"America and the
world were rudely awakened from a dream of
invulnerability and security. Despite our spending
thirty million dollars an hour to protect ourselves,
a score of insanely committed angels of death,
offered their lives to attack a symbol of affluence
and power, and wound the heart of the world.
I will
wait at the threshold with a wounded heart, breathe,
and remember God."
- Shaikh
Kabir Helminski al-Mevlevi
I keep
thinking about our way of life, and how it may have
created enemies of the U.S.
I also
want to be capable of listening to our enemies. I
want to understand their complaints, violent or
otherwise.
I wasn't
surprised at the horrendous attacks on New York and
Washington. I think our way of life, predicated so
much on power and wealth, has much to do with the
attacks.
Over the
years, our way of life, extravagant by most standards
in the world, has removed us from the consequences of
our behavior on other people and places around the
globe.
Our
obsession with affluence, unchecked growth,
technology and the speediness of modernity has
produced a major disconnect in the American psyche -
we don't see the relationship between our way of life
and how it impacts indigenous cultures, the
environment, the climate and the planet.
We can't
even perceive this relationship. We think our way of
life and its rewards are inevitable, as natural as
water is to a fish.
We eat
food that we don't see grown, often times shipped
thousands of miles before it reaches our tables. We
wear clothes produced with slave labor in developing
countries. We drink coffee from Third-World
plantations where workers receive an unlivable wage.
We build houses with trees cut down from forests
hundreds, if not thousands, of miles away. The
benefits we enjoy from our quality of life blind us
to its consequences.
Our
affluent lifestyle has allowed us to create a fragile
bubble of denial, in which we've insulated ourselves
from the devastating impacts of our way of life on
the rest of the planet and its people.
We pay
taxes, which in turn go to a military
techno-industrial complex that does our dirty work so
we can feel secure in the continuance of our quality
of life, righteously guaranteed by our government.
We buy
cheap gasoline made from crude oil drilled in the
Middle East, and declare war to guarantee our
addicting supply.
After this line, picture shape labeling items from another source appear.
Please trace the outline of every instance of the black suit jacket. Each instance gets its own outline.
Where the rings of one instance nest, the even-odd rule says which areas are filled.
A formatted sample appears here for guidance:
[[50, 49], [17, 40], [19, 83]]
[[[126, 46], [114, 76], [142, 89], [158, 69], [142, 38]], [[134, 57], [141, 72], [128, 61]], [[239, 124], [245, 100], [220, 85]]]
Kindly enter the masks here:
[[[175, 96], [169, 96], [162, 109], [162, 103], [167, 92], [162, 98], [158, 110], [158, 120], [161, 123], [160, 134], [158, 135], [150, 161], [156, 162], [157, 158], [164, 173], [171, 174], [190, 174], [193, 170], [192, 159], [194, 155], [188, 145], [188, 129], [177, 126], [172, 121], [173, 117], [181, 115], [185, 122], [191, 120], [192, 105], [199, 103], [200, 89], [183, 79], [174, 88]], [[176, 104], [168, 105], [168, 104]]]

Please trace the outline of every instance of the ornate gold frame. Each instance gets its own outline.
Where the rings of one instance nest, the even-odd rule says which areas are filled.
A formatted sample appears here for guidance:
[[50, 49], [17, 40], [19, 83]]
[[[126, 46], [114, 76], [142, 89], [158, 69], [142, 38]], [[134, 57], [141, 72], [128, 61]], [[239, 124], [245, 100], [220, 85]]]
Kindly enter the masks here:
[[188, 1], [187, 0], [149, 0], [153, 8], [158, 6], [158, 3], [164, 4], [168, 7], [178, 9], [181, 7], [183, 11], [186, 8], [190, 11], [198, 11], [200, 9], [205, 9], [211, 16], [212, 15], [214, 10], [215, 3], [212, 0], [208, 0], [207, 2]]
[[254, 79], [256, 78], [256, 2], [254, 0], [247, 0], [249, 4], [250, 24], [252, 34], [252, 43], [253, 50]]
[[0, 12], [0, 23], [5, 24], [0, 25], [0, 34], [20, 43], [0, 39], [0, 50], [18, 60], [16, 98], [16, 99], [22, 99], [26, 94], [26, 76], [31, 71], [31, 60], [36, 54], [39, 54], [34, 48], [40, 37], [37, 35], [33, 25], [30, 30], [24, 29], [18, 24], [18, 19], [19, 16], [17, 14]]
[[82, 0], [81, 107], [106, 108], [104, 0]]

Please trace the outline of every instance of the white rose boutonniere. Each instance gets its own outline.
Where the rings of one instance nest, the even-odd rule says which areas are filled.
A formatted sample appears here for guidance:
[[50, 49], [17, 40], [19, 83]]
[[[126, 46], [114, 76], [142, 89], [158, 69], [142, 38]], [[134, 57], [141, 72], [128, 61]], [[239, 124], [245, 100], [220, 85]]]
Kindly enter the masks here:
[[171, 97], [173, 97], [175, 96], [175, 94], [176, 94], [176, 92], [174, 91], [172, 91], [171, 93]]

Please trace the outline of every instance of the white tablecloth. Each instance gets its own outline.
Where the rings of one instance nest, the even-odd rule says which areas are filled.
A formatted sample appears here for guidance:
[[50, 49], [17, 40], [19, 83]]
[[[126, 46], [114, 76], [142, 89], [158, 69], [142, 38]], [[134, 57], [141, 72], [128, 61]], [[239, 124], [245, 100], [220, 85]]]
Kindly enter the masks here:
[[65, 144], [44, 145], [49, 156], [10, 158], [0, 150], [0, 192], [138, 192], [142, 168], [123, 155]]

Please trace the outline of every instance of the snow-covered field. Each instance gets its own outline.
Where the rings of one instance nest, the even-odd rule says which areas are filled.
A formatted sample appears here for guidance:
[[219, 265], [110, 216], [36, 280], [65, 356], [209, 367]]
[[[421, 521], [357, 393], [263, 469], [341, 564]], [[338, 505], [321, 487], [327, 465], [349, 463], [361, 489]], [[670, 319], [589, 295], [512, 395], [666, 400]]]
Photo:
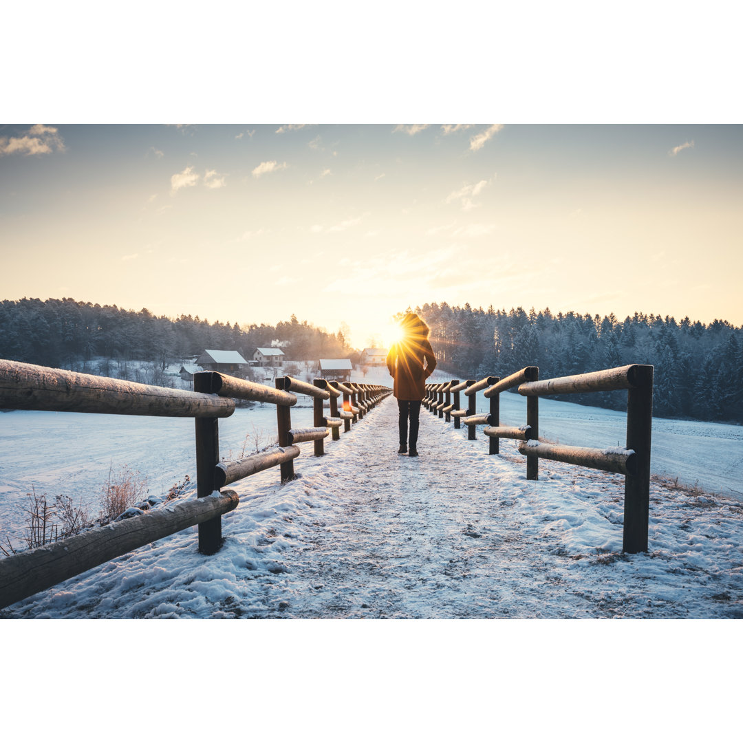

The consequences, in addition to
creating enemies abroad, are that we create air and
water pollution, traffic congestion, designs of
autocentric cities that are unlivable.
To put
it bluntly, we have blood on our hands from this
quality of life that we enjoy so much at the expense
of others. The U.S. makes up only 5 percent of the
world's population, yet we consume more than
one-third of its natural resources. An elite group of
less than one-billion people now take more than 80
percent of the world's wealth. It's been said that
"six Africans go to bed hungry so one American
can have a weight problem." Globalization,
pushed by the U.S. government and its closest allies,
with the help of the World Trade Organization, World
Bank and IMF, unleashes tremendous misery on the
Third World. Many of these hundreds of millions are
quite aware of the role of the U.S. in sustaining
these inequities.
We, on
the other hand, remain in the dark.
Whether
we choose to stay clueless and in the dark because of
our individual and collective predilection for
denial, or because of the corporate media's
complicity in avoiding the truth, is irrelevant.
This
darkness, the ignorance of how our lifestyle affects
or harms others, is our bubble. When we throw our
garbage away, for example, we do not immediately see
signs or feel the effects of the massive landfill
near our neighborhoods. It goes away, out of sight,
unlike many developing countries where many people
live in or near the landfills for survival. Ours are
outside the city limits, covered behind hills and
valleys, conveniently removed.
Our
human "waste," at one time collected by
farmers to use as fertilizer, is flushed away in
water that could be used for drinking, never to be
seen or heard again. An indigenous person who values
the sacredness and preciousness of water, sometimes
carrying it for miles to use at home, would consider
us lunatics. The Chinese, in fact, view the West as
extremely wasteful and extravagant because of our
flush-happy practices.
Every
time we turn on an electric switch we are using
primarily coal or nuclear energy, not necessarily
conscious of the toxicity of either one. Since we
don't see, taste, feel or even understand the sources
of our energy, we remain ignorant of their impacts.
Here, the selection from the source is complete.